Student Loans - Subsidized and Unsubsidized Student Loans
Posted by Student Loan on October 8th, 2007 at 04:50pm
Tip! Ask if there are in school student loan consolidation programs. These programs will help you lock your low rate while in school.
Obtaining student aid can be more complicated than playing the stock market. There are literally hundreds of possible scholarships, loan programs and spare forms of assistance. nevertheless for the overwhelming majority a Federal student loan program is the most likely source of funds to help give for school.
Most of that money loaned is associated with one of only half a dozen programs. Stafford (for students) and PLUS (for parents) with a couple of variations cover most circumstances. But beyond the program names/types themselves, there are two common categories that those seeking funding should be aware of. Which you choose can have a substantial financial impact down the road.
The two categories are: subsidized and unsubsidized college student loans. Students generally make no payments on either type until six months after leaving school whether they graduated or not. But because of the fact that concern amounts are calculated on the exceptional principle (the loan amount), it can add up to a substantial sum over a period of years.
Subsidized loans are a type in which the government pays on behalf of the student any interest gatherd on the loan during the years attended. Neither the student nor any co-signer, such as parents, accumulate interest on the principle while the student is in school. The clock only starts ticking six months after leaving.

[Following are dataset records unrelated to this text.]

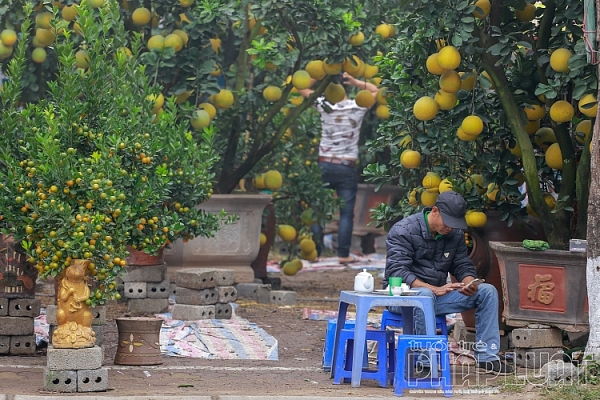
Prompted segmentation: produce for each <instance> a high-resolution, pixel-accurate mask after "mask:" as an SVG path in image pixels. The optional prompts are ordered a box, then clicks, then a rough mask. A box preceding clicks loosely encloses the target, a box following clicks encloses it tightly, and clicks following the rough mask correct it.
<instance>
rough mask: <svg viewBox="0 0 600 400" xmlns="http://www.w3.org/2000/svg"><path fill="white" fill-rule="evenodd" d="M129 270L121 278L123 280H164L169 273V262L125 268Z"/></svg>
mask: <svg viewBox="0 0 600 400" xmlns="http://www.w3.org/2000/svg"><path fill="white" fill-rule="evenodd" d="M125 270H126V271H127V272H126V273H124V274H123V277H122V278H121V279H122V281H123V282H162V281H164V280H165V276H166V274H167V264H166V263H163V264H159V265H149V266H134V265H130V266H127V267H126V268H125Z"/></svg>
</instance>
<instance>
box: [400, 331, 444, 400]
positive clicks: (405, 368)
mask: <svg viewBox="0 0 600 400" xmlns="http://www.w3.org/2000/svg"><path fill="white" fill-rule="evenodd" d="M419 350H430V351H431V352H430V357H434V356H435V357H437V359H438V363H437V364H439V365H440V371H439V372H440V373H439V374H436V375H438V376H437V377H435V378H434V377H433V375H434V374H433V373H432V372H433V371H431V372H430V373H429V376H427V377H424V378H419V377H415V376H414V375H415V374H414V372H415V371H414V369H415V362H413V361H411V360H409V354H410V353H411V352H413V351H419ZM434 352H435V355H433V353H434ZM396 355H397V363H396V373H395V374H394V395H396V396H402V393H403V392H404V390H405V389H436V390H443V391H444V396H446V397H450V396H452V380H451V379H452V378H451V376H450V355H449V353H448V337H446V336H442V335H435V336H427V335H400V336H398V350H397V354H396ZM434 364H436V363H434Z"/></svg>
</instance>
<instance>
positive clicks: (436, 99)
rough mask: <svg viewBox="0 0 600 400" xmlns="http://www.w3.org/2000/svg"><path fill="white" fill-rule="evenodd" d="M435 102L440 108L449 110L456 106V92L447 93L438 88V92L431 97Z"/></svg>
mask: <svg viewBox="0 0 600 400" xmlns="http://www.w3.org/2000/svg"><path fill="white" fill-rule="evenodd" d="M433 99H434V100H435V102H436V103H437V105H438V107H439V108H440V110H451V109H453V108H454V107H455V106H456V100H457V99H456V94H454V93H447V92H444V91H443V90H438V92H437V93H436V94H435V96H434V97H433Z"/></svg>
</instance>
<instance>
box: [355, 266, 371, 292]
mask: <svg viewBox="0 0 600 400" xmlns="http://www.w3.org/2000/svg"><path fill="white" fill-rule="evenodd" d="M374 285H375V280H374V279H373V275H371V274H370V273H368V272H367V270H366V269H363V272H360V273H358V274H357V275H356V276H355V277H354V291H355V292H362V293H371V292H373V287H374Z"/></svg>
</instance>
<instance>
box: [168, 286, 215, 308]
mask: <svg viewBox="0 0 600 400" xmlns="http://www.w3.org/2000/svg"><path fill="white" fill-rule="evenodd" d="M218 300H219V292H218V290H217V288H216V287H214V288H210V289H201V290H196V289H187V288H180V287H178V288H177V294H176V295H175V302H176V303H178V304H190V305H194V306H203V305H210V304H215V303H216V302H217V301H218Z"/></svg>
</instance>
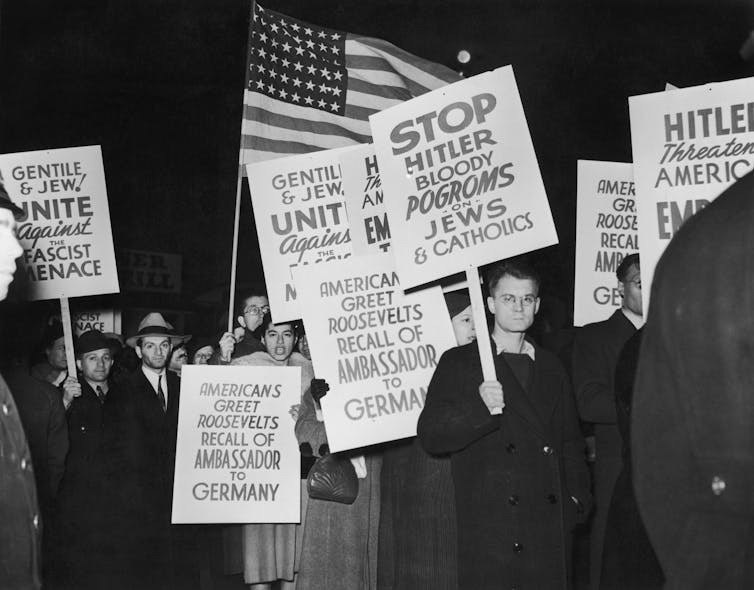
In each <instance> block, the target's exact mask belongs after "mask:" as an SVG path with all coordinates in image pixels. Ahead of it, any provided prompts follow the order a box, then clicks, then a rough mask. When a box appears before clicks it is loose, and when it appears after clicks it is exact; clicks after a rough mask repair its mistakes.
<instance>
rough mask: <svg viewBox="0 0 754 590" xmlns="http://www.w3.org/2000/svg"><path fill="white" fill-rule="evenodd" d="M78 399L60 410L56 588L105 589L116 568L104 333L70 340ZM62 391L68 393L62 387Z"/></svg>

Unsubsidized loans are the opposite. Though payments may or may not be due during school years, the interest is calculated from the day the loan is funded. Even at a modest amount, say $1,000, at 6% per year a student can incur an more debt of $60 the first year. That doesn’t sound like much, but that $60, if left unpaid is added to the principle. The following year the interest is %6 of $1,060 or $63.60.
The example is greatly oversimplified, since interest is calculated monthly not annually and so the amount actually rises much faster, in fact exponentially. The interest amounts are typically much larger, too, since loan amounts can easily be 20 times or more than the example. A simple loan calculator will allow the destined borrower to run through some sample scenarios.
Many loans are a mixture of subsidized and unsubsidized and funds may come partly from a Stafford loan, partly from a PLUS loan, or a character of other possible types and sources. Some students may not qualify for certain Federal student loans, because of parents’ earnings or other reasons. In that case, private loans and other funding sources have to be relied on.
The only way to know for sure is to fill out the standard FAFSA (Free Application for Federal Student Aid) application, available at: http://www.fafsa.ed.gov/
Using that, in conjunction with the required accompanying documentation - showing parents and student income, credit histories, current debt loads and other information - loan officers make a decision about whether or not to grant the loan.
Most students will qualify for at least some aid.